Isn't it straightforward for the compiler to place each function and static-storage-duration variable into it's own section (or whetever the smallest unit for the linker would be called)? That way the linker can keep track of dependencies and remove unused functions and variables. One reason I can think of against this is this would limit compiler optimization scope to function boundaries. The mechanism used in RealView allows the compiler to expand optimization scope to the whole source code and remove unused functions. This comes at the cost of an extra recompile.
Yes, it's possible to play with linker or with compiler.
I just wanted to note that it does take some extra steps in the tools to perform removal of unused functions. And these extra steps can't be taken for granted. They obviously are very valuable for embedded programming since the available space is so important.

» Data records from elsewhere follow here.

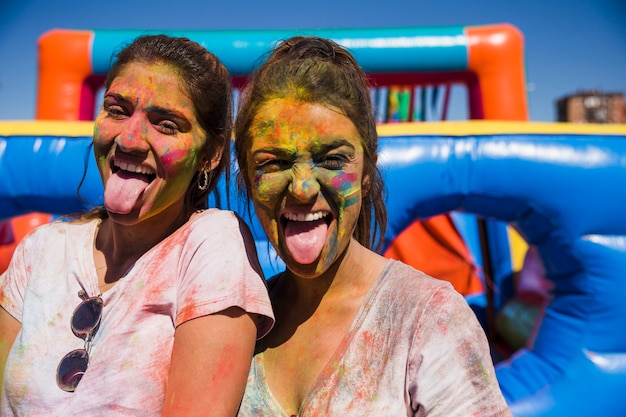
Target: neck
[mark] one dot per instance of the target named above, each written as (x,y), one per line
(351,276)
(117,246)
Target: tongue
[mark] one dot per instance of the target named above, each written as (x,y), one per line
(305,240)
(122,191)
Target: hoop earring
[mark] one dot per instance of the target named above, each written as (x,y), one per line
(203,180)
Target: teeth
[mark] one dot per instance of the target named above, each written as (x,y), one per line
(305,217)
(133,168)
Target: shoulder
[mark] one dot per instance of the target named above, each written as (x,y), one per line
(404,277)
(58,228)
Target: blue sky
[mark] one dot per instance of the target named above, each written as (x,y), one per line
(571,45)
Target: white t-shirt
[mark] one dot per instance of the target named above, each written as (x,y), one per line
(415,348)
(202,268)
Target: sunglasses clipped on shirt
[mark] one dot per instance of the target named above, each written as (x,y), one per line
(85,322)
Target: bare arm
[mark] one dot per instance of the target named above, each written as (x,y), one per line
(9,328)
(211,358)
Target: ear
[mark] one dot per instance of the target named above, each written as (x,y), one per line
(219,151)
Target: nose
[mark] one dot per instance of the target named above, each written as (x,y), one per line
(133,135)
(304,185)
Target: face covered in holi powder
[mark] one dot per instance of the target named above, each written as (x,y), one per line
(147,143)
(305,167)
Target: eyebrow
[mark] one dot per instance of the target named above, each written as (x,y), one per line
(180,118)
(337,143)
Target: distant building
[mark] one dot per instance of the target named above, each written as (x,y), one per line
(592,107)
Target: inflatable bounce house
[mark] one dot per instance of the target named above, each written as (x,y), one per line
(526,219)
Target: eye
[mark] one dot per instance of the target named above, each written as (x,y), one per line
(167,127)
(333,162)
(270,165)
(115,111)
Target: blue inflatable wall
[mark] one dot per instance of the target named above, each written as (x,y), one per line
(561,187)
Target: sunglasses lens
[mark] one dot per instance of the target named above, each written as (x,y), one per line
(86,317)
(71,369)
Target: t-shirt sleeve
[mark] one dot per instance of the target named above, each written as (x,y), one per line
(13,281)
(220,269)
(450,367)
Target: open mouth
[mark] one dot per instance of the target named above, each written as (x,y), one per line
(129,170)
(305,234)
(306,217)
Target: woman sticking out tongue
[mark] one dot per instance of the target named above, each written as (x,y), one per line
(356,334)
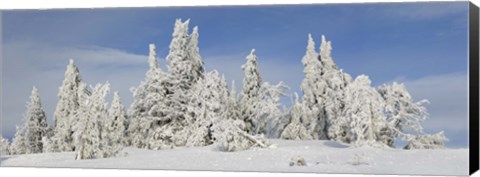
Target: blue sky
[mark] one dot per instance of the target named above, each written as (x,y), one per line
(423,45)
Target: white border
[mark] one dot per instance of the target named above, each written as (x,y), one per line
(62,4)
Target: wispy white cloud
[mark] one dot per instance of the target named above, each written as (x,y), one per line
(426,11)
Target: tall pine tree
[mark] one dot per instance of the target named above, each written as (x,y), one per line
(66,107)
(252,83)
(36,123)
(312,86)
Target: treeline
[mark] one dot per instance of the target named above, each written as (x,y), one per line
(188,106)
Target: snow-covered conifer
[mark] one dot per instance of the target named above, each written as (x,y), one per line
(149,106)
(36,124)
(230,136)
(268,111)
(194,56)
(66,107)
(364,112)
(210,98)
(115,126)
(185,68)
(233,105)
(88,131)
(19,145)
(181,64)
(334,94)
(252,83)
(295,130)
(435,141)
(404,116)
(311,86)
(4,147)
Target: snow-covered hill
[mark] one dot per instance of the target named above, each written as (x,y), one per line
(320,156)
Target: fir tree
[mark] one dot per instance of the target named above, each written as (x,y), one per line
(36,124)
(19,145)
(4,147)
(252,83)
(404,116)
(295,130)
(334,94)
(311,86)
(210,98)
(364,112)
(115,126)
(88,131)
(66,107)
(148,109)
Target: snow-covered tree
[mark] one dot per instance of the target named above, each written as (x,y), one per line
(4,147)
(36,124)
(252,83)
(435,141)
(185,65)
(28,138)
(149,107)
(233,105)
(210,105)
(185,69)
(115,125)
(19,145)
(230,136)
(312,86)
(334,94)
(295,130)
(194,56)
(88,131)
(66,107)
(404,116)
(268,113)
(364,112)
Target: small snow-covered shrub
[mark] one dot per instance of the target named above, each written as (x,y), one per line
(4,146)
(359,159)
(435,141)
(295,129)
(230,136)
(298,161)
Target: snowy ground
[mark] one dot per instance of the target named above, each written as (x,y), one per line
(321,157)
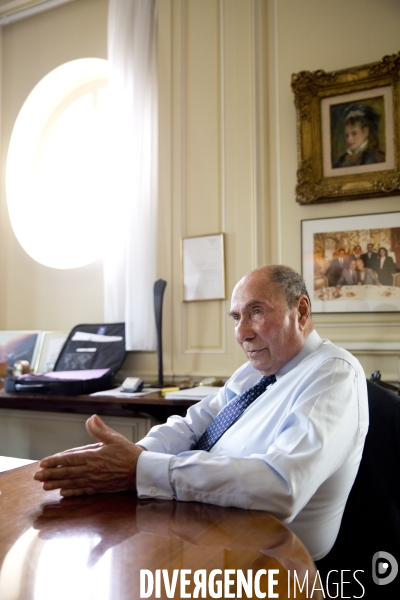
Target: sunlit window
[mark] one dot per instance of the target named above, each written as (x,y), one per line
(57,167)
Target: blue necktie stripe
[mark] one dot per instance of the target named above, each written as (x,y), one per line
(231,413)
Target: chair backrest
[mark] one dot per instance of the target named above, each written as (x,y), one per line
(371,520)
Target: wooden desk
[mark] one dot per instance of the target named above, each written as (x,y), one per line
(96,546)
(152,404)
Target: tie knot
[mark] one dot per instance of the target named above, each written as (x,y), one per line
(266,381)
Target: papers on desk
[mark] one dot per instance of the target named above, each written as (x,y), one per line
(82,336)
(196,394)
(118,393)
(79,374)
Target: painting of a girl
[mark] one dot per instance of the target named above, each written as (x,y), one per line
(361,136)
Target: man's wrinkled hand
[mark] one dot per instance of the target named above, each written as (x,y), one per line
(108,466)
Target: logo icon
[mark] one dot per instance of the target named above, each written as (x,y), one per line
(384,568)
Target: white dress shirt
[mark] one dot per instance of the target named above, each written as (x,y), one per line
(294,452)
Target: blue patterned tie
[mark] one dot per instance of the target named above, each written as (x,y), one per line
(231,413)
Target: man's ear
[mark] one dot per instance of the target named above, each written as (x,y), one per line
(303,308)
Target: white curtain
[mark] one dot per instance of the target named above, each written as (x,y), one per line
(130,267)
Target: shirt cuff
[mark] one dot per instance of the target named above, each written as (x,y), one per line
(151,444)
(152,476)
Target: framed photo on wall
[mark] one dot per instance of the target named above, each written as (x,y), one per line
(352,264)
(348,132)
(203,267)
(19,345)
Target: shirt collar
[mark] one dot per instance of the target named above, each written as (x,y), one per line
(312,344)
(359,150)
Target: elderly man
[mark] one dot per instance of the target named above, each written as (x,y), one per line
(285,434)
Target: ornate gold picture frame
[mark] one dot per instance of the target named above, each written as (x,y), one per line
(348,132)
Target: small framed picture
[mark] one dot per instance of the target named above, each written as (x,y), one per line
(50,347)
(348,126)
(352,264)
(19,345)
(203,267)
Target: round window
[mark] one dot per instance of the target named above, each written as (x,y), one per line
(56,174)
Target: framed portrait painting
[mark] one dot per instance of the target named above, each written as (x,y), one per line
(352,264)
(348,126)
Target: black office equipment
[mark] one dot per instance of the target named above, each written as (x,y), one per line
(88,348)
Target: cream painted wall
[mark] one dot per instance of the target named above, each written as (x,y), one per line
(228,158)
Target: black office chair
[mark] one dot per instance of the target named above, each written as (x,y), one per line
(371,520)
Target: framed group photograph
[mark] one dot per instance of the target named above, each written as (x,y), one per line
(352,264)
(348,132)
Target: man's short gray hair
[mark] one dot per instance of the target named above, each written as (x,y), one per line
(289,282)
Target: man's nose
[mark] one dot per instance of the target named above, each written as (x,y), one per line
(244,330)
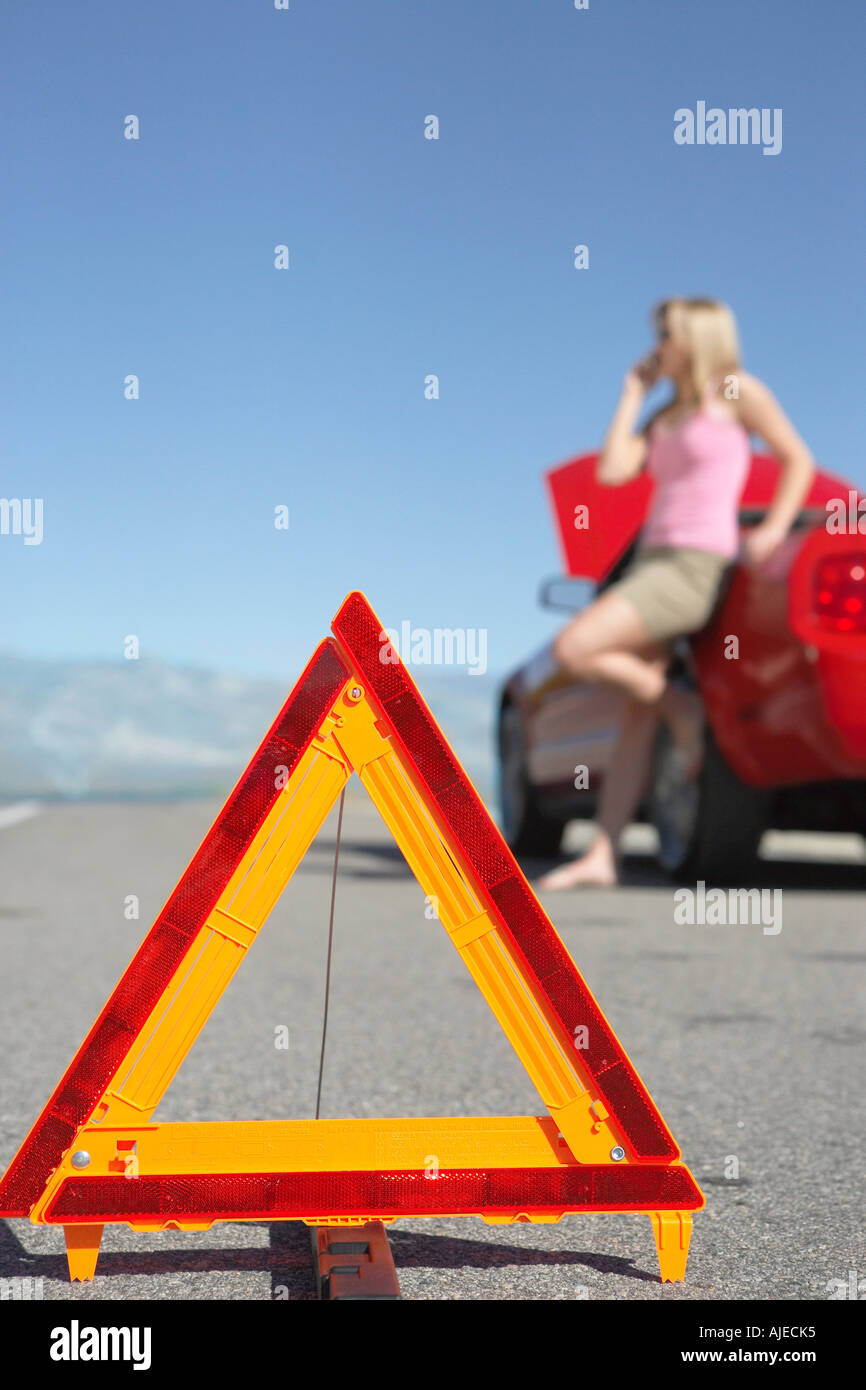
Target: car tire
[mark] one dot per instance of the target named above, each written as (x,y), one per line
(526,827)
(708,827)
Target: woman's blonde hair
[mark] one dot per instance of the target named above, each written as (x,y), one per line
(708,330)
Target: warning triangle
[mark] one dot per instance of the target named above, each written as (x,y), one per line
(95,1154)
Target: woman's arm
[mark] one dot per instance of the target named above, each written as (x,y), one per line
(762,414)
(624,452)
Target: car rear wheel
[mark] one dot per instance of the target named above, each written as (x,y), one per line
(711,826)
(526,827)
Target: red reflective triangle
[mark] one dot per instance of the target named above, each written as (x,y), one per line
(362,651)
(150,969)
(506,891)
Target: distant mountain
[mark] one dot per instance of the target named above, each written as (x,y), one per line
(149,730)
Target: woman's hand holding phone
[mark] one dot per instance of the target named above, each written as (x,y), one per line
(644,374)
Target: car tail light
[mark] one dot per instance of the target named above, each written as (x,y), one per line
(840,592)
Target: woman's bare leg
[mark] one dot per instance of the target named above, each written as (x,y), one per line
(622,790)
(609,642)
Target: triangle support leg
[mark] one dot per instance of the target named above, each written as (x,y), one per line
(82,1250)
(673,1232)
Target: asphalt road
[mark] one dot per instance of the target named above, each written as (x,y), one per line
(752,1045)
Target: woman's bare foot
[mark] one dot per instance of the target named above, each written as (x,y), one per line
(594,869)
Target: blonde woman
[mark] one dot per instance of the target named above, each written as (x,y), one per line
(697,448)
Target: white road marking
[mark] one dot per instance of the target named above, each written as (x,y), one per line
(18,811)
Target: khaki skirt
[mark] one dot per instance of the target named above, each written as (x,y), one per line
(673,588)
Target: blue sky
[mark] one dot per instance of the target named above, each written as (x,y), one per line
(407,257)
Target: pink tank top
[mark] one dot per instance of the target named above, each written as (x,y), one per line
(699,469)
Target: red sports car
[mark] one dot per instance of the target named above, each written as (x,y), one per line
(780,667)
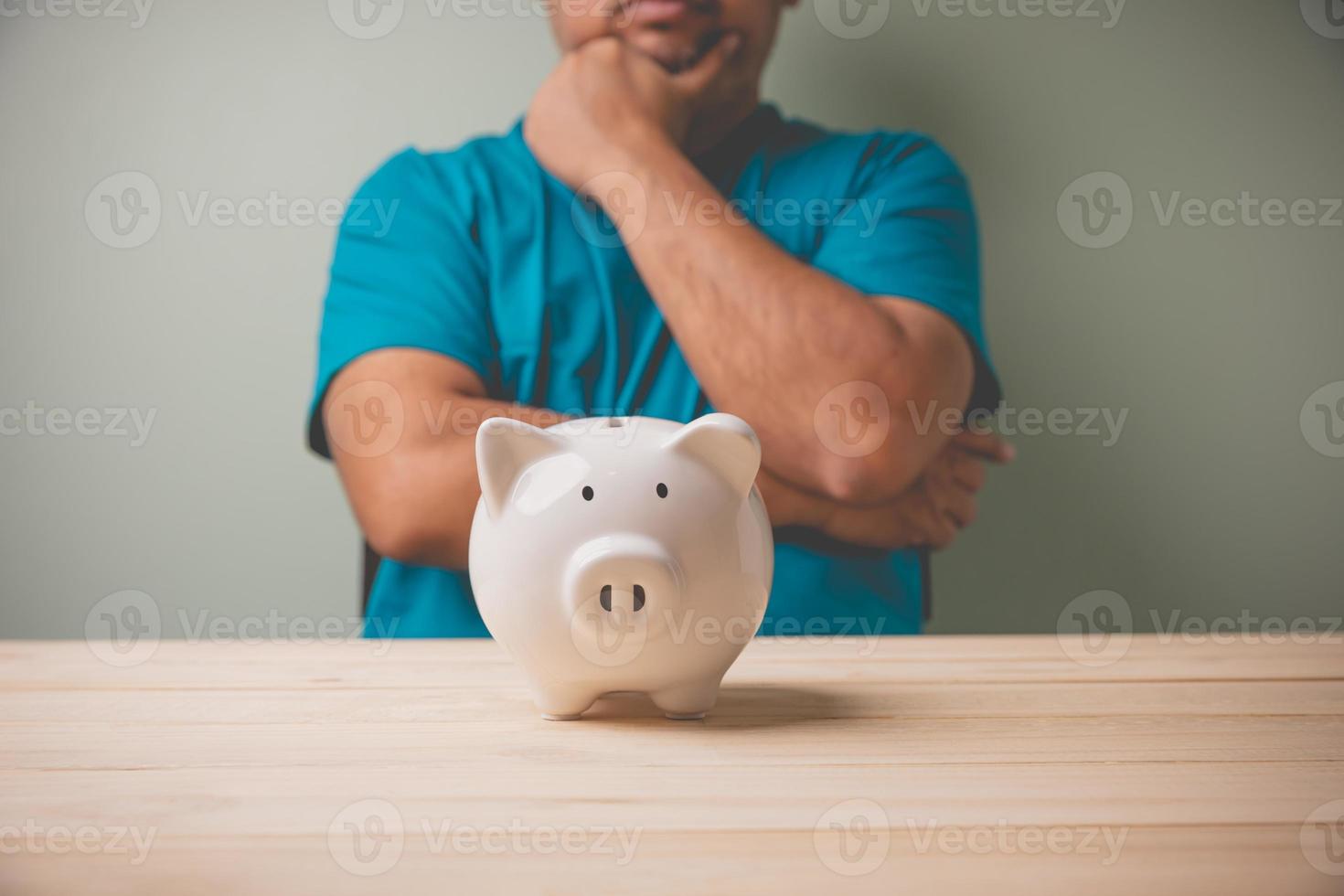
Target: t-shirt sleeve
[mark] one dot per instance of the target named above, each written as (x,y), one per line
(406,272)
(910,231)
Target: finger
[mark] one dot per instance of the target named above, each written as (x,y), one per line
(968,470)
(960,507)
(935,528)
(987,445)
(702,74)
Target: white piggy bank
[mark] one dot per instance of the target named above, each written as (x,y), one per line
(621,555)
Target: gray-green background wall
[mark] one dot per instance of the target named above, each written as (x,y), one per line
(1223,495)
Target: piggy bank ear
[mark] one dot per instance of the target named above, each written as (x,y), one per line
(504,448)
(723,443)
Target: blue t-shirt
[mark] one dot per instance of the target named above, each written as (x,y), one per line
(484,257)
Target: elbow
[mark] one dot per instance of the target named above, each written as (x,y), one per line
(405,540)
(869,480)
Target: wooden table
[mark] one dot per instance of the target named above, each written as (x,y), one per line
(889,766)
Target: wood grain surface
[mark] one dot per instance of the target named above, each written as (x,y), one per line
(968,764)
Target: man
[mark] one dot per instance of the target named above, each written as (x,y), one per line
(598,260)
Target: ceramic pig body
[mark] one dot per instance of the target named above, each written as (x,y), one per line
(621,555)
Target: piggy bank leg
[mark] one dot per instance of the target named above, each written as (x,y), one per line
(687,701)
(562,704)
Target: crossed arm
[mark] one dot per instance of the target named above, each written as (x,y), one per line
(766,335)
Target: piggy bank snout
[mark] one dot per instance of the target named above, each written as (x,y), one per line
(624,574)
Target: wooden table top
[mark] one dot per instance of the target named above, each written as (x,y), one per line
(875,764)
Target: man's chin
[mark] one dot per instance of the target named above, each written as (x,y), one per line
(675,53)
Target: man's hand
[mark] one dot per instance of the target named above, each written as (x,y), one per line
(606,100)
(932,512)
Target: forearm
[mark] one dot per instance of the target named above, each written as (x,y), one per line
(769,336)
(415,500)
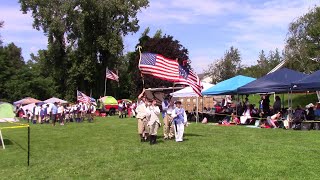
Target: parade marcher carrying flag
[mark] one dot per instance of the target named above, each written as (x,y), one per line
(111,75)
(81,97)
(180,120)
(169,70)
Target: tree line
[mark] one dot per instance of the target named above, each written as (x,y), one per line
(85,37)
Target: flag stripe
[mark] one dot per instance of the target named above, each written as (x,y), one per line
(169,70)
(111,75)
(81,97)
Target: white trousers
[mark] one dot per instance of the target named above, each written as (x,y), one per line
(178,131)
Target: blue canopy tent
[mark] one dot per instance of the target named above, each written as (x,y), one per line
(228,86)
(278,82)
(309,83)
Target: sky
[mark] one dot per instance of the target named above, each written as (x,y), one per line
(207,28)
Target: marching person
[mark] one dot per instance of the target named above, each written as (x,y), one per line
(91,111)
(165,105)
(180,120)
(153,121)
(168,126)
(61,114)
(141,109)
(54,112)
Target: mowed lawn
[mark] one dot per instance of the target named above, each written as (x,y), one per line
(109,148)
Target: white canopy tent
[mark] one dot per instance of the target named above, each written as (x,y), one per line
(54,99)
(188,92)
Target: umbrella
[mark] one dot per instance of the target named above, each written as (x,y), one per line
(109,100)
(27,100)
(54,99)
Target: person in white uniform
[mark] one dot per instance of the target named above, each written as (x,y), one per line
(180,120)
(153,112)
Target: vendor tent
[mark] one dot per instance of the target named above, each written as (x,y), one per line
(229,86)
(27,100)
(109,100)
(54,99)
(28,107)
(6,112)
(309,83)
(188,92)
(278,82)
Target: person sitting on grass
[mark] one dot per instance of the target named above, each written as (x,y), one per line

And apparently those files each contain more than one separately useful function. Sorry, but that's just not the right way to build a library. Particularly not if you're going to try and re-use that library of routines for real, so it'll be used with more than one version of one compiler.
Yes, some tool chains can be convinced to break open individual compiled source files and use only poart of them. But it's not a good plan to rely on that feature being available everywhere.
The whole idea of a library, as apposed to just compiling a few big fat object files with your whole set of utility function in there, is that it really does take those many object files, and you need a way of handling them efficiently. The linker picks from the library what it needs. No more, no less.
In the case at hand, one considerable advantage is that you would get the size reduction on every build, not just the last one in a long sequence of complete re-builds --- how will you ever build "official" program images if every re-compile may produce a different one?
"--- how will you ever build "official" program images if every re-compile may produce a different one?"
Different code sizes on different builds has been witnessed before; e.g.,
http://www.keil.com/forum/15677/
For our work, it is important to be able to re-build an image file for a project that is 100% identical to the one built at the time of release. I have projects going back way more than 15 years which I can still re-build and create a binary image for that is identical to the one produced originally.
Using the --feedback switch I stated earlier, I've found two builds to be enough for the compiler/linker to accumulate sufficient information for the smallest image to be created. So my release procedure currently requires me to build a few times until the binary image from the last build is identical to the previous one. At the moment, my projects are small enough and my PC fast enough for this to be an acceptable cost.